Your credit score is critical to the mortgage rate you will receive. The better your score, the more competitive interest rate and loan terms you will likely be offered. Most conventional loans require at least a credit score of 620, though higher is always better.

“Credit scores wield significant influence over interest rates,” says Kammer. “Even a marginal 0.5 percent disparity in rates can result in a $200 payment swing. This is typical when comparing rates with a 760 credit score to a 680 credit score.”

Debt-to-income ratio

Your debt-to-income ratio is another factor that lenders weigh carefully. You can calculate it by dividing the total of all your monthly debt payments by your monthly gross income. The resulting percentage is your DTI, and it helps lenders gauge not only how you handle debt, but also how much of a mortgage you might be able to afford.

“Mortgage lenders adhere to a distinct debt-to-income ratio, some of which extend beyond 55 percent,” says Kammer. “However, our clients typically maintain a debt-to-income range from 20 to 45 percent.”

Home financing options

There are many financing options available for a home purchase, though your high salary may make you ineligible for some. The most common mortgage options include conventional, VA, USDA and FHA loans.

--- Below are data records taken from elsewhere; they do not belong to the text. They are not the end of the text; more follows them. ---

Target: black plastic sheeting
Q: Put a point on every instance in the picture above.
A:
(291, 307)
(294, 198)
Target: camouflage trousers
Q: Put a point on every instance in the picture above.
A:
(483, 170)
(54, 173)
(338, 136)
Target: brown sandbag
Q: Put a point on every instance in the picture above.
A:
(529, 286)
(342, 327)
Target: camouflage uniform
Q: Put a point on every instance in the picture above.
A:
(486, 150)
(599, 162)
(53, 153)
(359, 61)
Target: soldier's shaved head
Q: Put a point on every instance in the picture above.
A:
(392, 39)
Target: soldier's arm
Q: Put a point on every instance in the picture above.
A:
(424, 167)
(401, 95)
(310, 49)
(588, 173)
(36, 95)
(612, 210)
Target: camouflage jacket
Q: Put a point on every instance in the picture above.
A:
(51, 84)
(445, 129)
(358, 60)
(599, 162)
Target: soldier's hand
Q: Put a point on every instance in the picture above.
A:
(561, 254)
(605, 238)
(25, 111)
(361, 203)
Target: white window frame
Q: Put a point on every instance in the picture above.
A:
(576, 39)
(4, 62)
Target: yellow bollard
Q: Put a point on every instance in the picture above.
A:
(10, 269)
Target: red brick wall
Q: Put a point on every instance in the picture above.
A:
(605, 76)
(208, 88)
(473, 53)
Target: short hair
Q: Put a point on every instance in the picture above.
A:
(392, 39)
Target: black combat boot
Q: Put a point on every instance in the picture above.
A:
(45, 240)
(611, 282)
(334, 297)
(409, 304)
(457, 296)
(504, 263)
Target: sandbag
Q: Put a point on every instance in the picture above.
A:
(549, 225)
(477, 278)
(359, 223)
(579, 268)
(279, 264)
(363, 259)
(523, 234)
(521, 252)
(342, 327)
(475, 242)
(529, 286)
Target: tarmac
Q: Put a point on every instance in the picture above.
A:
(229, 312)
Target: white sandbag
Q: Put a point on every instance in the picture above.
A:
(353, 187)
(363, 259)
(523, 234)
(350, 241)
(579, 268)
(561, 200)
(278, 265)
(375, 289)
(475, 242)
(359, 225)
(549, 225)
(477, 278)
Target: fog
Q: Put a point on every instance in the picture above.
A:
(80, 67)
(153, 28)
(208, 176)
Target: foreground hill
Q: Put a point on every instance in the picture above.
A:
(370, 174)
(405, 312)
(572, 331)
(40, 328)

Conventional mortgage loans are not guaranteed by the government. These loans, available through banks, credit unions and online lenders, typically have stricter qualification requirements than those associated with government-backed loans.

Mortgages backed by the government include VA loans, USDA loans and FHA loans. VA loans are for military service members, veterans and eligible spouses. USDA loans, which are guaranteed by the U.S. Department of Agriculture, target individuals whose annual income is below a certain threshold and who are seeking to purchase a home in an eligible rural area. FHA loans are insured by the Federal Housing Administration and can be a good choice for first-time buyers or applicants whose credit score is less than ideal. However, these loans require having mortgage insurance, which is an added expense to keep in mind.

First-time homebuyer programs are widely available for those who need a bit of financial help — but again, a $200,000 salary will probably mean you don’t qualify for such assistance.

Next steps

Considering all of the factors that may impact your homebuying power is an important first step in the homebuying process. Getting preapproved for a mortgage is an easy first step toward helping you understand how much house you can afford. A lender will examine your financial situation — looking at things like tax returns, pay stubs and bank statements — to tell you how much they are likely to be willing to loan you. That number will help you narrow down your home search and know what price range to look at. Taking this step will also put you in a position to act quickly if you come across a home you want to make an offer on.

Finding a real estate agent who knows the area well is another important piece of the puzzle. A Realtor can help identify homes within your budget and provide critical advice when it comes time to make an offer and negotiate a deal. To start your search, ask friends and family for recommendations. And be sure to interview a handful of agents before signing a contract to work with anyone. Asking for references can also be a great way to ensure the professional you’re considering is someone who has a track record of happy clients.